It is no secret to those that know me well that getting pregnant was not the simple thing I figured it would be. I always joked that God could not have given me these wide birthing hips without being able to have a baby. But let me tell you, that joke was really a cover up for wanting to cry at every turn; especially in your mid thirties. Everyone at work, in the grocery store or neighborhood seems to be pregnant when you can’t have a baby. Every baby shower is agony. My heart still hurts for those friends and acquaintances who were unable to have children or have a desperately wanted second child. To those friends, I see you, love you and I still pray for your hearts to find peace.
To those of you who have had one or more miscarriages, I also pray your hearts find peace. That is a lonely place and the memories of feeling helpless can still make me tear up – nope actually full on cry. Having passed the first trimester mark we had picked out a name, and when I hear the name, it still catches me a little off guard. Not only do you blame yourself for the miscarriage, you play a story in your head of your partner and others also thinking you are broken. Of course, being married to the absolute best man in the world, that was so far from the truth. I am sure the hormone crash doesn’t help the situation at the time of the miscarriage either. Having a sister living near by was such a blessing and I don’t know that I ever really thanked her enough for scooping in and taking care of my son and holding me with complete understanding.
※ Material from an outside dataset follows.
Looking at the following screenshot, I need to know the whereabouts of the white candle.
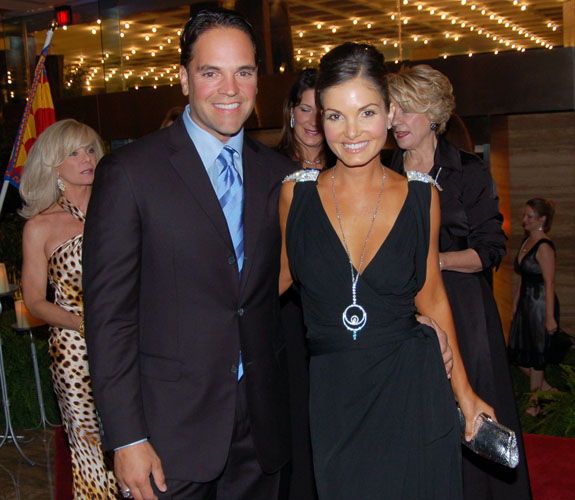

We need to talk about infertility and miscarriages more openly and let one another know it is normal but it still remains challenging because not everyone really wants to hear about uncomfortable things. Talking about it can create a network of support and understanding just like how those who have lost a parent have an unwritten bond. In talking about our loss or fertility challenges, we can let chosen friends and family take care of us and in turn be there for others. Acceptance is still something I need to practice. In an attempt to be stoic, I end up with resting bitch face and a clenched jaw. It is hard to accept kindness when you put all of your energy trying to look like you have it all together. Time, reflection and acceptance always helps bring perspective and healing and sometimes it takes longer than I realized it would. Sometimes I didn’t know I was in the middle of “it” until I had finally gotten out to the other side. But on the other side, I can now articulate the lessons the journey has taught and the love that always surrounds me.